2. The container of claim 1 and wherein the pressure relief valve further comprises:

(a) a tube having a proximal end, a distal end which opposes the proximal end, and a passageway therebetween;

(b) a stop received in the passageway, and wherein the proximal end of the tube is disposed in fluid communication with the port, and wherein the tube includes a vent hole which is in fluid communication with the passageway such that the vent hole is in fluid communication with the port when the stop is disposed in nonoccluding relation relative to the port; and

(c) means for biasing the stop into occluding relation relative to the port to prevent fluid communication through the port, the stop being urged toward the distal end of the tube when the pressure in the cavity exceeds a predetermined amount, and wherein movement of the stop toward the distal end of the tube permits fluid communication from the port to the vent hole.

3. The container of claim 2 and herein the passageway is substantially cylindrical and the stop is a ball.

4. The container of claim 2, and wherein the stop is a plunger.

5. The container of claim 2, and wherein the tube further includes a nut which is disposed in juxtaposed relationship relative to the distal end of the tube, and wherein the vent hole is formed in the nut.

6. The container of claim 2, and wherein the means for biasing is a coil spring and the predetermined pressure at which the stop is urged into nonoccluding relation relative to the port is determined by the spring constant of the coil spring.
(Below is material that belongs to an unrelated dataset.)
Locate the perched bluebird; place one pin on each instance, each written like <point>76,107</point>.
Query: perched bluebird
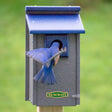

7. An improved container for use in holding and dispensing soft drink syrup or pre-mix material, the container of a type which includes a cylindrical body having top and bottom surfaces, and wherein the body further includes an interior surface and an exterior surface, and wherein the interior surface of the body defines a cavity within which the material may be held, the body defining an opening which is selectively occluded by an oval lid and further defining two ports in the top surface which individually extend between the interior surface and the exterior surface, and wherein one of the two ports has been previously used for withdrawing the material and the other of the two ports has been used previously for introducing carbon dioxide into the container, the improvement comprising:

(a) a valve which is installed within the opening, the valve being operable to simultaneously dispense the material and introduce a source of gas to the cavity, and Wherein the oval lid is removed prior to the installation of the valve; and

(b) a pressure relief valve which is installed in at least one of the ports, and wherein the other port is sealed, and wherein the pressure relief valve is normally closed and the pressure relief valve opens when pressure in the cavity exceeds a pre-selected amount.

8. The container of claim 7, and wherein the pressure relief valve further comprises:

(a) a tube having a proximal end, a distal end which opposes the proximal end, and a passageway therebetween, and wherein the proximal end of the tube is disposed in fluid communication with the port,

(b) a stop disposed in the passageway, and wherein the tube includes a vent hole which is in fluid communication with the passageway such that the vent hole is in fluid communication with the port when the stop is disposed in nonoccluding relation relative to the port; and

(c) means for biasing the stop into occluding relation relative to the port thereby impeding fluid communication through the port, the stop being urged toward the distal end of the tube when the pressure in the cavity exceeds a predetermined amount, and wherein movement of the stop toward the distal end of the tube permits fluid communication from the port to the vent hole.

9. The container of claim 6, and wherein the passageway is cylindrical and the stop is a ball.

10. The container of claim 6, and wherein the stop is a plunger.

11. The container of claim 7, and wherein the tube further includes a nut which is disposed in juxtaposed relationship relative to the distal end of the tube, and wherein the vent hole is formed in the nut.

12. The container of claim 7, and wherein the means for biasing the stop into occluding relation relative to the port is a coil spring and the predetermined pressure at which the stop is urged into the nonoccluding orientation relative to the port is determined by the spring constant of the coil spring.